The title may sound slightly dramatic, but it’s very common that most people couldn’t leave the house without their phone or they aren’t able to go without their phone for a day. It makes me think about when I was younger, we would normally ask our friends at school if they would like to come over to our house. The friend would ask their parents, and then they might give a call from the home line to confirm, or just let us know the next day at school. I think perhaps, there is now more of an urgency and ability to receive information instantly, that we lose that sense of patience, waiting and receiving news a little later.
It’s a wonderful tool, yet everything requires balance and moderation. I did an experiment as I sat at the cinema waiting area today. The observations I made, was that every single person within one minute of sitting down would normally use a technological device. It may be their phone, tablet, music player or similar. They would normally be looking down and scrolling, reading something, watching a video, playing a game and so on. There would sometimes be friends side by side, silent, whilst looking at their phones. There would also be friends that laugh and watch a video together, sharing experiences together through technology.
There would be people taking photos of the cinema, perhaps to send where they are and what they are doing. There were kids on the phone playing a game, while their parents sat beside. It made me realise how much our devices are a part of our lives (as I type this on a laptop), and how much we’re not always conscious of its existence in our lives, because it becomes a habit and norm. Recently, I find it’s been a really great action to take when I leave home, to simply leave my phone at home.

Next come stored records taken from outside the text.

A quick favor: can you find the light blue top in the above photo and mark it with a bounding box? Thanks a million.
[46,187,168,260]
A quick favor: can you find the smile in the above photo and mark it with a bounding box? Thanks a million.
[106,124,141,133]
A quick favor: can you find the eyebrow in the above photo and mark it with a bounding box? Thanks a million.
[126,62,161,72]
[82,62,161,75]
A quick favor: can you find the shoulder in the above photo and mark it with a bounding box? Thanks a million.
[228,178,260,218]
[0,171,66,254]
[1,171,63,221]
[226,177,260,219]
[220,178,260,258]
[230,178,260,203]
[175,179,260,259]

This means, I walk to uni, go to my classes and study, without feeling the need to check my phone. I look at the clock around the room to check the time.
When I took away that aspect for most of the day, I realised that at the end of the day, I can check everything in one go. My messages, emails, notifications and so on. It took away this sense of needing to check my phone, even when I didn’t need it. It made me more observant, present and just embrace the art of doing nothing and just being. I realised how much my phone can sometimes give me slight anxiety and urgency, take away precious time and that the less I use it, the more I feel focused on tasks and the more I don’t allow it to fill up to many spaces in my day.

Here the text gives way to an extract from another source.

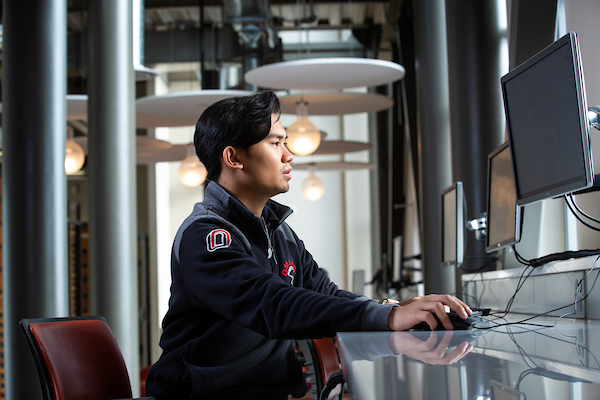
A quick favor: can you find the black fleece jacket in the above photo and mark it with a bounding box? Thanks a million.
[146,182,393,400]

I do miss the days where phones weren’t such a huge part of lives, that when we left home it would only often be the keys on us that were most important. There was a sense of interaction that is not as common now. I remember talking to strangers more and making friends through the same silence, and simply breaking it. However, now it’s easy for many people to avoid the silence by using their devices. Many people attend to a notification straight away, a text is replied immediately and there is this online noise that is ongoing. I think to simply minimise one’s use of their phone is to consciously decide to.
You could remove apps that you don’t use often, but may check sometimes, but aren’t hugely important. You could leave the house one day without your phone, and note how you feel during the day. Presence is truly key. When you realise that you don’t need to capture this moment, message someone about something right this very moment and escape the silence, you enjoy the moment. I like to take those moments to just pause, go for a walk just with myself, read a book, cook a delicious meal, pat the cats and play the piano. There are endless things to enjoy without the presence of our phones.
What are your thoughts? How do you minimise the use of your phone?